I now realized that while David had hurt me, by holding on to my pain and anger, I had stopped myself from forgiving him, and had consequently blocked the opportunity for our relationship to heal.
In all likelihood, that had probably been solely because of my feelings for Kenneth, which was why it was only now that that relationship was over, that I had been able to once again open my heart to David.
This in turn had shown me something about myself that I had not previously been aware of; that while like everyone else, I was afraid of being hurt, my fear of being alone far outweighed that of having my heart broken.
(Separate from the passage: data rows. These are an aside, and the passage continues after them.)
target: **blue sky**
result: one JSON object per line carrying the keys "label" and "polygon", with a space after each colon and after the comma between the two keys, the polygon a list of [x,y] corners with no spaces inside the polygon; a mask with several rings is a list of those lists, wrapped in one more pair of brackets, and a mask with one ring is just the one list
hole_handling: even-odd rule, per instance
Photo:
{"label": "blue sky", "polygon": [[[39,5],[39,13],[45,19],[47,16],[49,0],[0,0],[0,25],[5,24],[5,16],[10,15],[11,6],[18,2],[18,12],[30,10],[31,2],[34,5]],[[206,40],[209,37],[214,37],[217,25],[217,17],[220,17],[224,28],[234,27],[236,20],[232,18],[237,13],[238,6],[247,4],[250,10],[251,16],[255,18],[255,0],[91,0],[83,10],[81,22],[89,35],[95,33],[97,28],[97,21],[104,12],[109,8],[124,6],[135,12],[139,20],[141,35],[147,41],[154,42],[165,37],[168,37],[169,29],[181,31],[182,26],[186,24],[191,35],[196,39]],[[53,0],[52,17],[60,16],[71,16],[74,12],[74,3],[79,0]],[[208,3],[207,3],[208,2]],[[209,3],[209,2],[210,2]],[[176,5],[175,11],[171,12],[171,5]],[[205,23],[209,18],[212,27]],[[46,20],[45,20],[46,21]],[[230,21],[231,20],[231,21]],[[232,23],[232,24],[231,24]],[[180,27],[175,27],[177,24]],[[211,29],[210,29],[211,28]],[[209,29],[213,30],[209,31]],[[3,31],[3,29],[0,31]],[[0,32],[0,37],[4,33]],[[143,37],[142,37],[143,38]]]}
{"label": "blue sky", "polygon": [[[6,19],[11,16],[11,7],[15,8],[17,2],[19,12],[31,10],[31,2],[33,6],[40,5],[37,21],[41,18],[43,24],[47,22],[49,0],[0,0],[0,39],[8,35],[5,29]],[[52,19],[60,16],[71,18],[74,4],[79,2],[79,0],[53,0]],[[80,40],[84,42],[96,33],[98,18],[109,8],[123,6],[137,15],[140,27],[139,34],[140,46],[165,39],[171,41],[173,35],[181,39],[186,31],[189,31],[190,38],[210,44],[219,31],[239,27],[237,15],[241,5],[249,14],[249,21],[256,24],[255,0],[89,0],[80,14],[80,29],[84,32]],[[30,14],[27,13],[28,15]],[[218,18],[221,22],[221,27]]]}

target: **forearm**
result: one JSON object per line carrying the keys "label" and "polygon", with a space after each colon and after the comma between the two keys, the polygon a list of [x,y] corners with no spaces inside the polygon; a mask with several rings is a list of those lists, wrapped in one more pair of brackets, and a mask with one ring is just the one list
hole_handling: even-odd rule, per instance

I did not know what the future of my relationship with David looked like, but I did know that it was better than one lived on my own.
Finally, now that I had realized that my feelings were totally in my control, I knew that just like I had re-opened my heart to David, I must close it to Kenneth; and that this was the only way my rekindled feelings for David could once again grow into love.
Besides, while I had never thought of myself as a proud person, I would not give my love to someone who refused to love me back; I had handed Kenneth my heart on a silver platter, and he had thrown it back in my face – I would not offer it again.
DAVID
It was strange but relaxing to get back home that night to a totally silent house; no Diane sulking about me being late, no children fussing and fighting upstairs; not even a maid clanging pans and dishes as she washed up in the kitchen – absolute silence, and total bliss.
The peace and quiet made it possible for me to truly relax and think back on the day’s wins and losses, and after I had showered and changed, I got myself a beer and headed out to the back porch; with no sounds other than a light breeze rustling through the trees, and no distraction apart from the mystery of the night sky and the occasional late chirp of a bird, it was one of my favourite go-to places at home whenever I wanted some space and time to think and meditate.
I started with the less pleasant thoughts of that morning’s visit to the police station; I considered myself a pretty organized person, particularly when it came to finances, and an unbudgeted expense, especially one as large as the one Diane’s mess had created, was definitely disconcerting.
Besides that, her announcement that her mother was going to be moving in for a while, had poured cold water on my anticipated plans to spend more time at the apartment with Julie while Diane was admitted, and I resented her for not just the disruption to those plans, but also for the disruption to our general domestic situation that the accident had caused.
As it were, the day’s only saving grace was the time I had spent with Julie that evening; our relationship was clearly back on track, and with all the problems Diane had caused, it couldn’t have come at a better time.
My attraction to Julie had always been her innocent, soft and warm nature, which contrasted so sharply with Diane’s colder, more rigid one, and with my current feelings of frustration towards Diane, having Julie’s open arms to turn to, was a welcome and opportune refuge.